# Groupby 2: Group iteration and aggregations
By the end of this lecture you will be able to:
- iterate over groups
- get group values
- do multiple aggregations
- apply user-defined functions on aggregations

In [None]:
import polars as pl
import polars.selectors as cs

In [None]:
csv_file = '../data/titanic.csv'

In [None]:
df = pl.read_csv(csv_file)
df.head(3)

## Iterating over groups
We can access the `DataFrame` for each group by looping over a `GroupBy` object.

When we do this iteration Polars calculates the row indexes for each group on the first iteration so they can be used for the rest of the loop

In this example we print the mean for each group. 

The group key is a `tuple` even when we are only grouping by one column. For this reason we set the first iteration variable to be a one-element tuple as `(pclass,)` so we can define a variable that matches the column name

In [None]:
for (pclass,),group_df in df.group_by(["Pclass"]):
    print(f"PClass:{pclass}")
    print(group_df.mean())

When we group by multiple columns we see how having the first element as a `tuple` naturally extends to multiple group keys

In [None]:
for (pclass,survived),group_df in df.group_by("Pclass","Survived"):
    print(f"PClass:{pclass},Survived:{survived}")
    print(group_df.mean())

## Group values
We use `head` to get the first rows in each group.
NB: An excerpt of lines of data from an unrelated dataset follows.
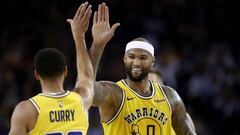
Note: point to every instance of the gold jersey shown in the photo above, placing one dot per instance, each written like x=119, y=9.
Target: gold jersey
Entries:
x=139, y=115
x=61, y=114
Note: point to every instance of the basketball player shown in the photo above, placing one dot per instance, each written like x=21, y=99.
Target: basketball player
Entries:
x=156, y=76
x=56, y=111
x=135, y=105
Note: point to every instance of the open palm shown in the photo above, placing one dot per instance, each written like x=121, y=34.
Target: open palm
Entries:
x=101, y=30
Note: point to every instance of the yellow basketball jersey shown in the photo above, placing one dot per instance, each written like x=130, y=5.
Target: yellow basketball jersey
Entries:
x=140, y=115
x=62, y=114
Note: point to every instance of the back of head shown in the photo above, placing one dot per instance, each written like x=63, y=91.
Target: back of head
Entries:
x=49, y=63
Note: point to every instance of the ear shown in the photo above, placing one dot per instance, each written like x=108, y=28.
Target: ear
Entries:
x=36, y=75
x=65, y=71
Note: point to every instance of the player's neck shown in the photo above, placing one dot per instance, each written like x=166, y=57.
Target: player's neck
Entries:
x=55, y=86
x=143, y=87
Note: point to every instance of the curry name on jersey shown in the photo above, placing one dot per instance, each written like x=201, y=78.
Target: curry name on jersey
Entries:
x=61, y=114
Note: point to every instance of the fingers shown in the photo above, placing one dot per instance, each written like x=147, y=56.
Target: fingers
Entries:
x=114, y=27
x=103, y=11
x=106, y=15
x=99, y=13
x=79, y=10
x=95, y=18
x=83, y=10
x=102, y=14
x=87, y=13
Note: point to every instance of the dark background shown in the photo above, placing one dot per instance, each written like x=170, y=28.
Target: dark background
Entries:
x=195, y=48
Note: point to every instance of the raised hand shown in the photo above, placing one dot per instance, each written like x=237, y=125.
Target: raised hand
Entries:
x=80, y=22
x=101, y=30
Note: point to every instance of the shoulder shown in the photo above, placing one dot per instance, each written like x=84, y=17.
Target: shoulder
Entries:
x=25, y=107
x=109, y=86
x=24, y=113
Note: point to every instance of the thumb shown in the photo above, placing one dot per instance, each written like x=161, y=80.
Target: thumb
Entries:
x=114, y=27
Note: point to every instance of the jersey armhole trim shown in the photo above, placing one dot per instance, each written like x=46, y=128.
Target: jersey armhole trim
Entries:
x=161, y=89
x=35, y=105
x=119, y=109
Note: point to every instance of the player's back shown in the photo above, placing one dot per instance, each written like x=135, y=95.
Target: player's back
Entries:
x=61, y=114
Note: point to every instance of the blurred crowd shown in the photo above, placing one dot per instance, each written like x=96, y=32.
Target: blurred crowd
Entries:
x=195, y=48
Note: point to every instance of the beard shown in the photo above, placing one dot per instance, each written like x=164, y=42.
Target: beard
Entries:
x=138, y=78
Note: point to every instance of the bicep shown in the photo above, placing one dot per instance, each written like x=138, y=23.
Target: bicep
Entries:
x=181, y=123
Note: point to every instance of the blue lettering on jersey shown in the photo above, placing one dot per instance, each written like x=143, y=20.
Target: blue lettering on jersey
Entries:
x=146, y=112
x=61, y=115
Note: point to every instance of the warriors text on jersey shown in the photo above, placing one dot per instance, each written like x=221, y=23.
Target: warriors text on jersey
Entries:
x=61, y=114
x=140, y=115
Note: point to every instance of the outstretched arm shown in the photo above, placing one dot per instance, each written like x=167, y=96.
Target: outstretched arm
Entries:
x=101, y=33
x=79, y=25
x=181, y=124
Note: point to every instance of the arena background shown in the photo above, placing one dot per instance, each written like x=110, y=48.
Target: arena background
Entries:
x=196, y=51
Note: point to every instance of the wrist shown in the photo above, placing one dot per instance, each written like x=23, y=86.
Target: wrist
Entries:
x=98, y=45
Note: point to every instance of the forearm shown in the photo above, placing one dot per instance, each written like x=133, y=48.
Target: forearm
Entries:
x=95, y=55
x=84, y=65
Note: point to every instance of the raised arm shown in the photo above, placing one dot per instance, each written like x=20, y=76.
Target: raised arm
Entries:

In this example we return a `DataFrame` with the first 2 rows from each group

In [None]:
(
    df
    .group_by("Pclass")
    .head(2)
)

We can also use `tail` to get the last elements

## Calling aggregations directly on `group_by`
We can call aggregations on all columns directly on `group_by` without using `agg`

In this example, we count the number of rows per group and we get a single column of counts

In [None]:
(
    df
    .group_by("Pclass")
    .len()
)

The methods we can all on `GroupBy` include:
 - `first` get the first element of each group
 - `last` get the last element of each group
 - `n_unique` get the number of unique elements in each group
 - `count` get the number of elements in each group
 - `sum` sum the elements in each group
 - `min` get the smallest element in each group
 - `max` get the largest element in each group
 - `mean` get the average of elements in each group
 - `median` get the median in each group
 - `quantile` calculate quantiles in each group

We can also call aggregations on a lazy group though not all of the above are supported
 

## Multiple aggregations on the same columns
We can use the `prefix` or `suffix` expressions when we do different aggregations on the same columns.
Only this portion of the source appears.